N.Y.Towns Shielded From Suit If Lead Programs Fail

April 2, 2004

Local governments cannot be sued if their lead paint abatement programs fail to protect some citizens from poisoning, the state’s highest court ruled this week.

The Court of Appeals said it reached that conclusion while keeping in mind the possibility of dire consequences for local governments throughout the state if it had expanded municipal liability in the two lead paint cases.

“Courts have been cautious about opening the public purse,” Judge Albert Rosenblatt wrote for the court. ‘”Of course, the Legislature may extend the orbit of duty, but it has not done so.”

The pair of 7-0 rulings involved children who suffered health problems from lead poisoning in privately owned homes in Brooklyn and Brewster, Putnam County.
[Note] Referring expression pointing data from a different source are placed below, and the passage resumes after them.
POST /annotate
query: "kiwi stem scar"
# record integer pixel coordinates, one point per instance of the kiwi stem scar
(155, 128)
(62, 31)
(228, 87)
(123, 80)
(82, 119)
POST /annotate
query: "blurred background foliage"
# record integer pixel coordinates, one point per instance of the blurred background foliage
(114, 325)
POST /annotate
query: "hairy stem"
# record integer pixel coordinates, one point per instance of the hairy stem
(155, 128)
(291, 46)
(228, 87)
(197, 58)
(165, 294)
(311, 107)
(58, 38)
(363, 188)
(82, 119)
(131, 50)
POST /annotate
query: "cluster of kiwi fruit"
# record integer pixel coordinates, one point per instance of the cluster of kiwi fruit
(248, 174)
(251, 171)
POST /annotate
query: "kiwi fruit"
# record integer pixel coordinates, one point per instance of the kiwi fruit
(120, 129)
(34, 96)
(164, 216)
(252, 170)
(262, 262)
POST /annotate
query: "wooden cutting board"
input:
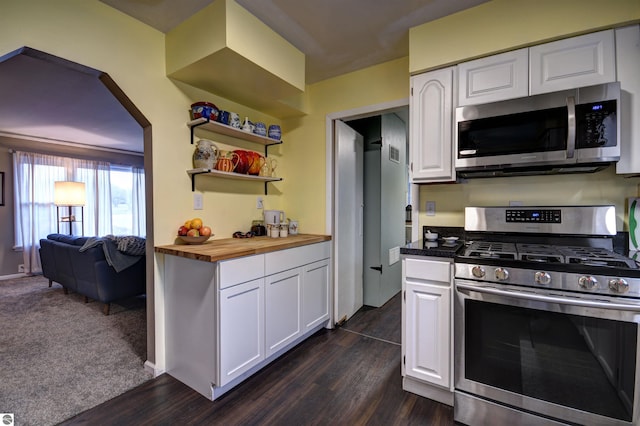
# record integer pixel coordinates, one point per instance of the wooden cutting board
(230, 248)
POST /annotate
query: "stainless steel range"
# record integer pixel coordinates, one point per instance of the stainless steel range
(546, 319)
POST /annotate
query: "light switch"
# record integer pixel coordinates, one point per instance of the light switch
(431, 208)
(394, 255)
(197, 201)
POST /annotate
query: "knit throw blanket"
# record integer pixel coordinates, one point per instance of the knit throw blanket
(120, 252)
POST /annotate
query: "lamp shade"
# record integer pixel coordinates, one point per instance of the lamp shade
(69, 193)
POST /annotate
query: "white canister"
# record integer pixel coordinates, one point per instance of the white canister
(293, 227)
(274, 216)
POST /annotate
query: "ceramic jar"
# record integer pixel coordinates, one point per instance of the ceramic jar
(205, 155)
(247, 126)
(234, 120)
(275, 132)
(293, 227)
(260, 129)
(227, 161)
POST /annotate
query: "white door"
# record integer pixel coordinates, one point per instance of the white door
(393, 200)
(385, 190)
(348, 230)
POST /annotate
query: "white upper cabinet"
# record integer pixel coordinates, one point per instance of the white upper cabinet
(430, 135)
(628, 66)
(494, 78)
(574, 62)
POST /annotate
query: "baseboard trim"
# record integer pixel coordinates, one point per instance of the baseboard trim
(151, 368)
(12, 276)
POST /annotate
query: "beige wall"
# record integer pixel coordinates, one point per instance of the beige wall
(500, 25)
(304, 154)
(93, 34)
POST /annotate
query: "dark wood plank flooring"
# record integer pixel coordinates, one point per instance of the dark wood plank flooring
(338, 377)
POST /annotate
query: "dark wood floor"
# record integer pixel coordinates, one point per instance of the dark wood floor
(339, 377)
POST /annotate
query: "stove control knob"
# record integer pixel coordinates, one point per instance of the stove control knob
(541, 277)
(478, 271)
(502, 274)
(588, 282)
(619, 285)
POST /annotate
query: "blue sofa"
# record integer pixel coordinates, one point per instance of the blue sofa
(87, 272)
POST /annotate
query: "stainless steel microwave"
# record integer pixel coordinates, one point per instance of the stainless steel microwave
(562, 132)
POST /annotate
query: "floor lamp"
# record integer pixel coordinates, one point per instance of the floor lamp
(69, 194)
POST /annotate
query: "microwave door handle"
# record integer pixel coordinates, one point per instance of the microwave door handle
(571, 122)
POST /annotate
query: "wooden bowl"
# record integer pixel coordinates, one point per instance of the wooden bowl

Local government agents intervened in both cases, providing the parents of the children with information about lowering the youngsters’ lead levels and ordering landlords to take lead paint abatement steps at both dwellings. As court papers indicated, however, landlords followed through slowly and the abatement processes dragged on.

Months later, lead levels in the children’s blood remained dangerously high. That prompted the parents to sue their landlords, as well as the local governments for the way they run their lead paint protection programs.

Rosenblatt said the state’s lead paint statute, passed in 1992, and a New York City abatement program created in 1997, do not allow causes of action by private litigants against governments.

In both instances, local government agents carried out their duties reasonably enough — through Rosenblatt conceded that they could have done better, especially by following through to make sure the abatement work was getting done.

“In retrospect, the municipal employees in both cases may have carried out their duties imperfectly, and it surely would have been far better — and the harm perhaps avoided — had the Putnam authorities been more aggressive and the New York officials more thorough,” Rosenblatt said.

But to rule for the families would open municipalities up to liability in the way they deliver a whole host of services “whenever it can be shown that they could have or should have done better,” the judge wrote.

“No government could possibly exist if was made answerable in damages whenever it could have done better to protect someone from another person’s misconduct,” he added.

The decisions, upholding rulings by two midlevel appeals courts, mean lawsuits can only be directed at private landlords. Rosenblatt noted that it would be different had either case involved public housing projects. Then the municipalities would have been liable in their capacity as landlords.

“The court emphasized how important it is that municipalities have fund and discretion to provide these critical public services,” said Janet Zaleon, lead attorney for the New York City Corporation Counsel’s office in the case. “Had the court ruled differently, it could have had a profoundly chilling effect.”

Lawyers for Putnam County and the two families bringing suit did not return telephone calls seeking comment on Thursday’s ruling.

Young children can ingest lead by eating chips or peelings from lead-based paint. They, older children and adults can also breathe it in through paint dust.

Elevated lead levels can stunt normal growth, impair hearing, limit attention spans and damage the central nervous system. It’s considered a particular danger to young children and pregnant women.